On Oct 18, 2006, at 8:03 PM, David Balmain wrote:
For Ruby I can use the make alternative rake. But I'm thinking about
Ferret at the moment.
Forgive me, I don't understand why you make the distinction in that
sentence between "Ruby" and "Ferret". Is there a reason you could
use rake with Lucy but not Ferret?
I can spec extra flags to CBuilder's compile() function if turns out
to be necessary. However, CBuilder, by default, passes the same set
of flags that were used when compiling the Perl executable (which are
archived, along with a zillion other settings from Perl's Configure
script, in the Config module). On a RedHat 9 box I have access to,
those flags include -D_LARGEFILE_SOURCE and -D_FILE_OFFSET_BITS=64,
and I'm assuming that other Perl installations where LFS isn't the OS
default also spec flags rather than defining macros within individual
source files.
Unfortunately these values are defined as macros in Ruby.
Could we build a custom Charmonizer probe for Ruby then?
static char ruby_largefiles_code[] = METAQUOTE
#include "ruby.h" /* or whatever the file is */
#include "_charm.h";
int main() {
Charm_Setup;
printf("%d", (int)sizeof(off_t));
return 0;
}
METAQUOTE;
Any reason the native language needs to support LFS? If all access to
the index files is through Lucy, it shouldn't matter right?
There's two levels of support we need to consider: whether the host
language was compiled using LFS, and whether LFS is available at
all. I definitely want to avoid supporting systems that can't deal
with large files at all because I don't want to have to think about
how many bytes a file pointer might have every time I see one. File
pointers in Lucy should be 64-bit integers. Period.
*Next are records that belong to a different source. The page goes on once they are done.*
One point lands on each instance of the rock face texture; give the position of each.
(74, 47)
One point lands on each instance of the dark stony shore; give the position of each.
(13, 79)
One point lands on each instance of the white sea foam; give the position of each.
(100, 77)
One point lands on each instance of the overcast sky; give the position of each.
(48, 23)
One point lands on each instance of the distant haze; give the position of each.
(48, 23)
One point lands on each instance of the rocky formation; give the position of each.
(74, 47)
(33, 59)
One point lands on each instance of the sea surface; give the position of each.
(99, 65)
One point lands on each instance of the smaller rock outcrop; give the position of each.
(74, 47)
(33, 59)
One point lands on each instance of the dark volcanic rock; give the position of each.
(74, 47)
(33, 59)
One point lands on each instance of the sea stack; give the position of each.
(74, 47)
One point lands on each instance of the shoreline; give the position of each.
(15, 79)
As for the the case where the host language may not support LFS, we
might get away with it, but I'm not a big fan of the idea, because
LFS bugs are really hard to test for and only bite you when you've
already got a lot going on. And stuff can hide in funny places like
that stat() call example.
We should make Charmonizer's implementation fail-safe, regardless.
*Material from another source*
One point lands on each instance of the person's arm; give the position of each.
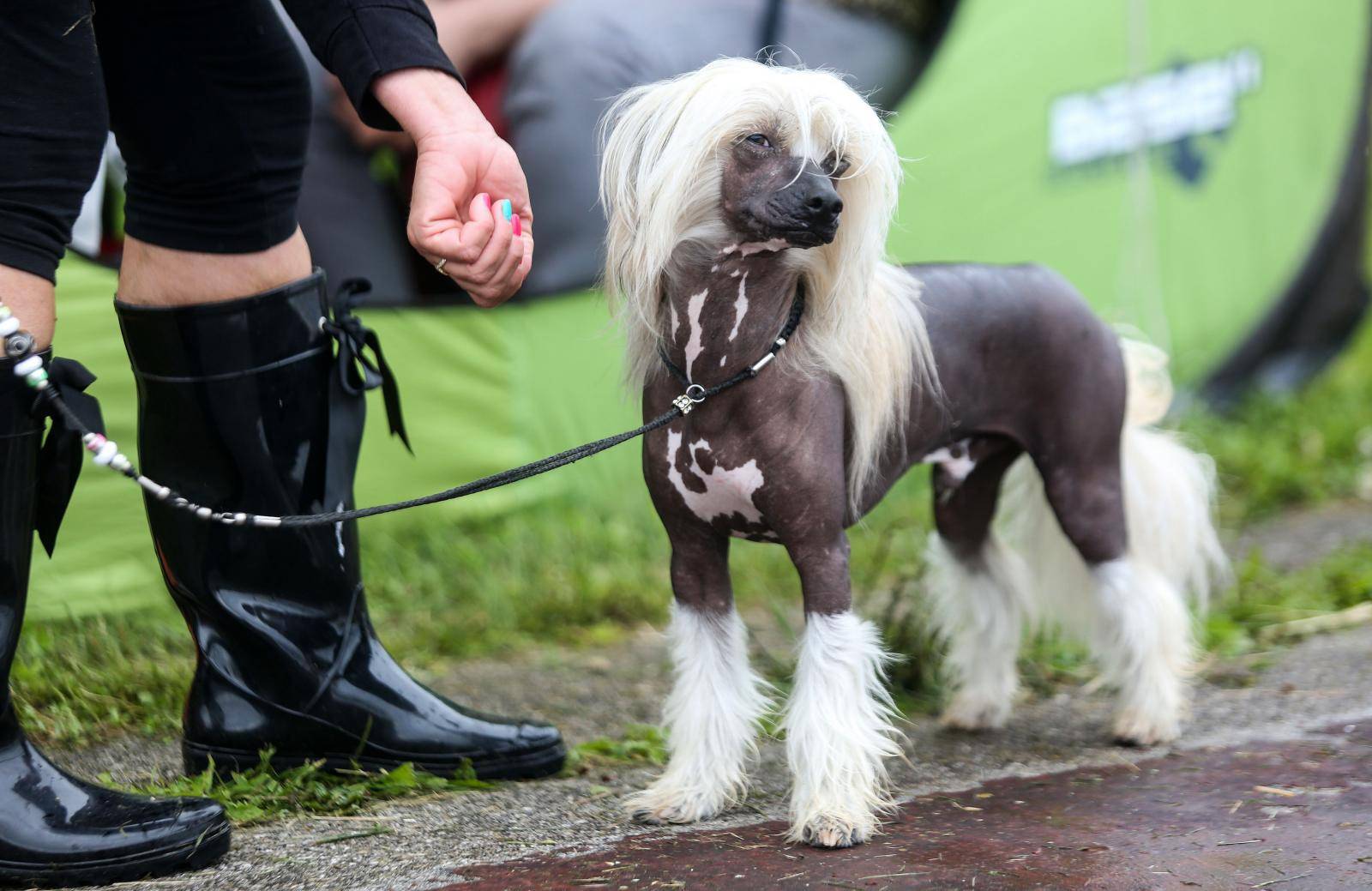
(361, 40)
(390, 63)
We can add a LargeFiles_try_macros() function which adds those
#defines to the probe code. We can start off just with
_LARGEFILE_SOURCE and _FILE_OFFSET_BITS=64, getting into the more
esoteric #defines if we get failure reports.
How many Ruby installs are there without LFS? I'd be shocked if
there were more than a handful of old and decrepit ones. Should we
support old versions? I don't think Ferret is, and I'd prefer not
to. KinoSearch supports only Perl 5.8.3 and later.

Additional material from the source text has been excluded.